The first thing to say is, Casper Star got my horoscope right today. I was sitting at Coal Creek, listening to the Bluegrass Jam and reading the paper, which tells me, on page A8 or so: "Relationships are complex and will put you to the test. You'll make the strong choice, although it's hard to say whether it makes more emotional strength to hold on, or to let go." That pretty much sums up where I've been today. But it's nice to know that I'm going to make the strong choice--I was worried about it, but I always trust astrologers.
Last night I started my book of wisdom. Here's some of the wisdom I entered so far:
--To make others happy, practice compassion. To make yourself happy, practice compassion. - The Dalai Lama.

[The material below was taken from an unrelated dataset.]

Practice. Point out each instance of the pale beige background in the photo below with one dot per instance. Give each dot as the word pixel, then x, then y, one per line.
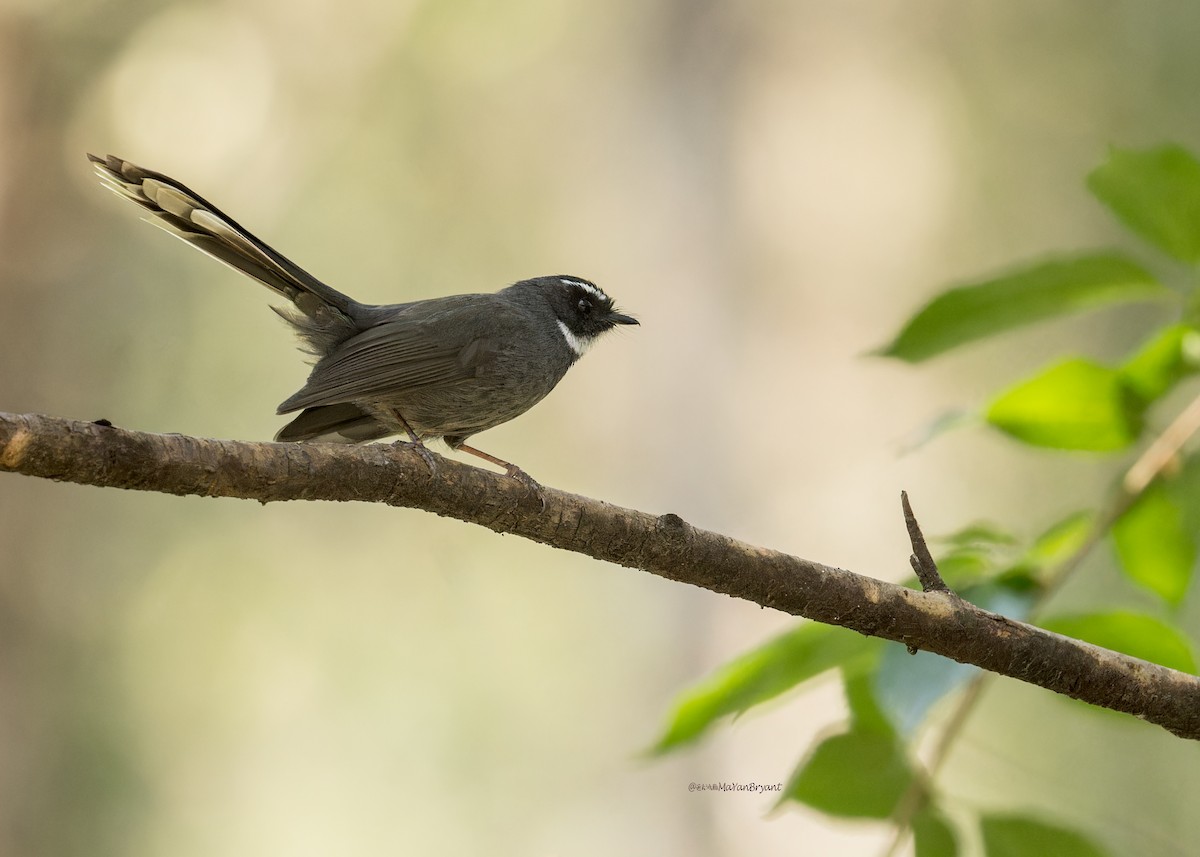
pixel 769 186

-- I like the silent church before the service begins, better than any preaching. - Emerson
--Ninety-nine percent of the world's lovers are not with their first choice. That's what makes the jukebox play. - Willie Nelson
My friend Chantal says the Willie Nelson quote is depressing, but I think I like it. A lot of beautiful music has come from the heartache and headache of relationships. And first choices aren't always the best choices, anyway.